Wednesday, July 15, 2009

JPA implementation patterns: Data Access Objects

The JPA, short for Java Persistence API, is part of the Java EE 5 specification and has been implemented by Hibernate, TopLink, EclipseLink, OpenJPA, and a number of other object-relational mapping (ORM) frameworks. Because JPA was originally designed as part of the EJB 3.0 specification, you can use it within an EJB 3.0 application. But it works equally well outside of EJB 3.0, for example in a Spring application. And when even Gavin King, the designer of Hibernate, recommends using JPA in the second edition of Hibernate in Action, a.k.a. Java Persistence with Hibernate, it's obvious that JPA is here to stay.

Once you get over your fear of annotations ;-), you find that there is plenty of literature out there that explains the objects and methods within the API, the way these objects work together and how you can expect them to be implemented. And when you stick to hello-world-style programs, it all seems pretty straight forward. But when you start writing your first real application, you find that things are not so simple. The abstraction provided by JPA is pretty leaky and has ramifications for larger parts of your application than just your Data Access Objects (DAO's) and your domain objects. You need to make decisions on how to handle transactions, lazy loading, detached object (think web frameworks), inheritance, and more. And it turns out that the books and the articles don't really help you here.

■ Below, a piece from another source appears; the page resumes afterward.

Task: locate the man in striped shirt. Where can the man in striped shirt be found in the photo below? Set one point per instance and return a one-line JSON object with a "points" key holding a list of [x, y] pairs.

At least, that is what I discovered when I really started using JPA for the first time. In the coming weeks, I would like to discuss the choices I came up against and the decisions I made and why I made them. When I'm done, we'll have a number of what I would like to not-too-modestly call JPA implementation patterns. ;-)

Do we really need a DAO?

So, let's start with the thing you would probably write first in your JPA application: the data access object (DAO). An interesting point to tackle before we even start is whether you even need a DAO when using JPA. The conclusion of that discussion more than a year ago was "It depends" and while it is very hard to argue with such a conclusion :-), I would like to stick with the idea that a DAO does have its place in a JPA application. Arguably it provides only a thin layer on top of JPA, but more importantly making a DAO per entity type gives you these advantages:

  • Instead of having to pick the right EntityManager method every time you want to store or load data, you decide which one to use once and you and your whole team can easily stick to that choice.
  • You can disallow certain operations for certain entity types. For example, you might never want your code to remove log entries. When using DAO's, you just do not add a remove method to your LogEntry DAO.
  • Theoretically, by using DAO's you could switch to another persistence system (like plain JDBC or iBATIS). But because JPA is such a leaky abstraction I think that that is not realistically possible for even a slightly complex application. You do get a single point of entry where you can add tracing features or keep performance statistics.
  • You can centralize all the queries on a certain entity type instead of scattering them through your code. You could use named queries to keep the queries with the entity type, but you'd still need some central place where the right parameters are set. Putting both the query, the code that sets the parameters, and the cast to the correct return type in the DAO seems a simpler thing to do. For example:
    public List findExecutingChangePlans() {
    Query query = entityManager.createQuery(
    "SELECT plan FROM ChangePlan plan where plan.state = 'EXECUTING'");
    return (List) query.getResultList();
    }

So when you decide you are going to use DAO's, how do you go about writing them? The highlighted (in bold) comment in the Javadoc for Spring's JpaTemplate seems to suggest that there's not much point in using that particular class, which also makes JpaDaoSupport superfluous. Instead you can write your JPA DAO as a POJO using the @PersistenceContext annotation to get an EntityManager reference. It will work in an EJB 3.0 container and it will work in Spring 2.0 and up if you add the PersistenceAnnotationBeanPostProcessor bean to your Spring context.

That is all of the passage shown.